That's a good question. Of course, you should take a look at the suggested posts for details, but a complete example will be useful here.
Rnn backpropgaion
I think it makes sense to talk about the usual RNN in the first place (because the LSTM diagram is especially confusing) and understands its reverse extension.
When it comes to backpropagation, the key idea is to deploy a network, which is a way of converting recursion in RNN into a forward feed sequence (like in the picture above). Note that the abstract RNN is eternal (it can be arbitrarily large), but each particular implementation is limited because memory is limited. As a result, the deployed network is indeed a long direct transmission network with few complications, for example. the weights in different layers are separated.
Let's look at a classic char -rnn example from Andrej Karpathy . Here, each RNN cell creates two outputs h[t]
(the state that is supplied to the next cell) and y[t]
(the output at this step) according to the following formulas, where Wxh
, Whh
and Why
are common parameters:

In the code, these are just three matrices and two displacement vectors:
The anterior passage is quite simple, this example uses softmax and cross-entropy loss. Note that each iteration uses the same arrays of W*
and h*
, but the output and hidden state are different:
Now the return pass is performed in the same way as if it were a direct transmission network, but the gradient of the arrays W*
and h*
accumulates gradients in all cells:
for t in reversed(xrange(len(inputs))): dy = np.copy(ps[t]) dy[targets[t]] -= 1 dWhy += np.dot(dy, hs[t].T) dby += dy dh = np.dot(Why.T, dy) + dhnext
Both passes above are performed in pieces of size len(inputs)
, which corresponds to the size of the deployed RNN. You might want to make it larger to capture longer dependencies in the input, but you pay for it while keeping all the outputs and gradients for each cell.
What sets LSTM apart
The image and LSTM formulas look awesome, but once you have encoded a simple vanilla RNN, the LSTM implementation is pretty much the same. For example, here is the return pass:
Summary
Now back to your questions.
My question is how LSTM backpropagation differs from regular neural networks
These are the total weights in different layers and several additional variables (states) that you need to pay attention to. Other than that, there is no difference whatsoever.
Do you use the first error (calculated by hypothesis minus output) for each shutter? Or will you correct the error for each shutter through some calculations?

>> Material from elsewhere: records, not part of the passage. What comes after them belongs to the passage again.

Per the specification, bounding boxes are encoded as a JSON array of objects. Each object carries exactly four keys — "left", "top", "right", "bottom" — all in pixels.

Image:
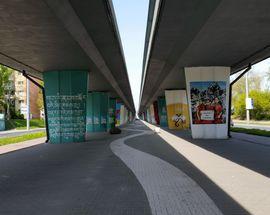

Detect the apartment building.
[{"left": 14, "top": 71, "right": 40, "bottom": 118}]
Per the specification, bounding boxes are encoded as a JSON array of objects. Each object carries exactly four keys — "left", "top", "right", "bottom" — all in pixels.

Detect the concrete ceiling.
[
  {"left": 140, "top": 0, "right": 270, "bottom": 112},
  {"left": 0, "top": 0, "right": 135, "bottom": 112}
]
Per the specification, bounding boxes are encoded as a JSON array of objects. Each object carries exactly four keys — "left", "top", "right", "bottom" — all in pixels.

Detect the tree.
[
  {"left": 0, "top": 65, "right": 14, "bottom": 119},
  {"left": 234, "top": 90, "right": 270, "bottom": 120}
]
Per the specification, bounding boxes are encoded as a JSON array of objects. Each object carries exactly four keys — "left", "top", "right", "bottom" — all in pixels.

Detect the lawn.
[
  {"left": 231, "top": 127, "right": 270, "bottom": 137},
  {"left": 0, "top": 132, "right": 46, "bottom": 146},
  {"left": 6, "top": 119, "right": 45, "bottom": 130}
]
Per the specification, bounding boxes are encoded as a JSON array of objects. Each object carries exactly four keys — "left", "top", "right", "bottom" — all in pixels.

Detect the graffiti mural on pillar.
[
  {"left": 165, "top": 90, "right": 189, "bottom": 129},
  {"left": 190, "top": 81, "right": 226, "bottom": 124}
]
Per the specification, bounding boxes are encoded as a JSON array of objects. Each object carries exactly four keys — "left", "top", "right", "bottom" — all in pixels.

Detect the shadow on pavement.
[
  {"left": 126, "top": 130, "right": 249, "bottom": 214},
  {"left": 162, "top": 128, "right": 270, "bottom": 177}
]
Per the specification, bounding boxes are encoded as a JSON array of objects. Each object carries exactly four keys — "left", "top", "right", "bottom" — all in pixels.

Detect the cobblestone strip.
[{"left": 110, "top": 130, "right": 222, "bottom": 215}]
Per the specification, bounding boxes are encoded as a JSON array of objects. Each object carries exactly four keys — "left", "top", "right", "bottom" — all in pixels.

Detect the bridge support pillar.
[
  {"left": 185, "top": 67, "right": 230, "bottom": 139},
  {"left": 157, "top": 97, "right": 168, "bottom": 127},
  {"left": 43, "top": 71, "right": 88, "bottom": 143},
  {"left": 86, "top": 92, "right": 109, "bottom": 132},
  {"left": 165, "top": 90, "right": 190, "bottom": 129},
  {"left": 107, "top": 98, "right": 116, "bottom": 130}
]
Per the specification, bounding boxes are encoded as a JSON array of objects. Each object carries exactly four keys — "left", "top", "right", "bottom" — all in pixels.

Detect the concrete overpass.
[
  {"left": 139, "top": 0, "right": 270, "bottom": 138},
  {"left": 0, "top": 0, "right": 135, "bottom": 144}
]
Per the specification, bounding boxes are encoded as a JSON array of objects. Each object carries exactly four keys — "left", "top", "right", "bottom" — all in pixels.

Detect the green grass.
[
  {"left": 6, "top": 119, "right": 45, "bottom": 130},
  {"left": 0, "top": 132, "right": 46, "bottom": 146},
  {"left": 231, "top": 127, "right": 270, "bottom": 137}
]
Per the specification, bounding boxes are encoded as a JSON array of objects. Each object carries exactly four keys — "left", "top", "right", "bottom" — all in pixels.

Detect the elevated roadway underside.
[
  {"left": 140, "top": 0, "right": 270, "bottom": 112},
  {"left": 0, "top": 0, "right": 135, "bottom": 112}
]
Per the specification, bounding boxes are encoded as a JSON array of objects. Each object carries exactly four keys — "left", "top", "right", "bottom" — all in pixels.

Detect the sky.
[
  {"left": 113, "top": 0, "right": 149, "bottom": 110},
  {"left": 113, "top": 0, "right": 270, "bottom": 110}
]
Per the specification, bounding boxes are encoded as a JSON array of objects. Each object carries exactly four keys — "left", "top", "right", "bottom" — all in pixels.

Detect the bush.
[{"left": 234, "top": 90, "right": 270, "bottom": 120}]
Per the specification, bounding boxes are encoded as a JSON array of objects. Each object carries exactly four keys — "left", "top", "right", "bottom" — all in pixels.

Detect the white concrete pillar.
[{"left": 185, "top": 67, "right": 230, "bottom": 139}]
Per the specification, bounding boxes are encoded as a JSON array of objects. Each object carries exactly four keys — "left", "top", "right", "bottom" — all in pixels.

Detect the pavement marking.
[
  {"left": 110, "top": 129, "right": 222, "bottom": 215},
  {"left": 0, "top": 137, "right": 46, "bottom": 155}
]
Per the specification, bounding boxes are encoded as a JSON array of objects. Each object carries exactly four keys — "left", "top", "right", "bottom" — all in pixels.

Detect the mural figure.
[{"left": 190, "top": 81, "right": 226, "bottom": 124}]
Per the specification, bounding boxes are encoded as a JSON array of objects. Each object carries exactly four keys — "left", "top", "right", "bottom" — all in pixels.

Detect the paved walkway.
[
  {"left": 111, "top": 129, "right": 222, "bottom": 215},
  {"left": 234, "top": 123, "right": 270, "bottom": 131},
  {"left": 0, "top": 128, "right": 46, "bottom": 138},
  {"left": 137, "top": 123, "right": 270, "bottom": 215},
  {"left": 0, "top": 121, "right": 270, "bottom": 215},
  {"left": 0, "top": 137, "right": 46, "bottom": 155}
]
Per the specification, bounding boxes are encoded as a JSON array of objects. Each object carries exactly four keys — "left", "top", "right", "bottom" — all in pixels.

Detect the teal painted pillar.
[
  {"left": 157, "top": 97, "right": 168, "bottom": 127},
  {"left": 43, "top": 71, "right": 88, "bottom": 143},
  {"left": 107, "top": 98, "right": 116, "bottom": 130},
  {"left": 86, "top": 92, "right": 109, "bottom": 132}
]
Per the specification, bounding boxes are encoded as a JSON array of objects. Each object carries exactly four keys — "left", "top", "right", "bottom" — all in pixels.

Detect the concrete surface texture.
[
  {"left": 0, "top": 128, "right": 46, "bottom": 138},
  {"left": 0, "top": 121, "right": 270, "bottom": 215},
  {"left": 0, "top": 0, "right": 134, "bottom": 112},
  {"left": 139, "top": 0, "right": 270, "bottom": 112}
]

First, the loss function is not necessarily L2. In the above example, this is cross-entropy loss, so the original error signal gets its gradient:
Please note that this is the same error signal as in a normal direct feed neural network. If you use L2 loss, the signal is really equal to the ground truth minus the actual output.
In the case of LSTM, this is a little more complicated: d_next_h = d_h_next_t + d_h[:,t,:]
, where d_h
is the gradient of the upward flow, the loss function, which means that the error signal of each cell is accumulated. But again, if you deploy LSTM, you will see direct correspondence with network wiring.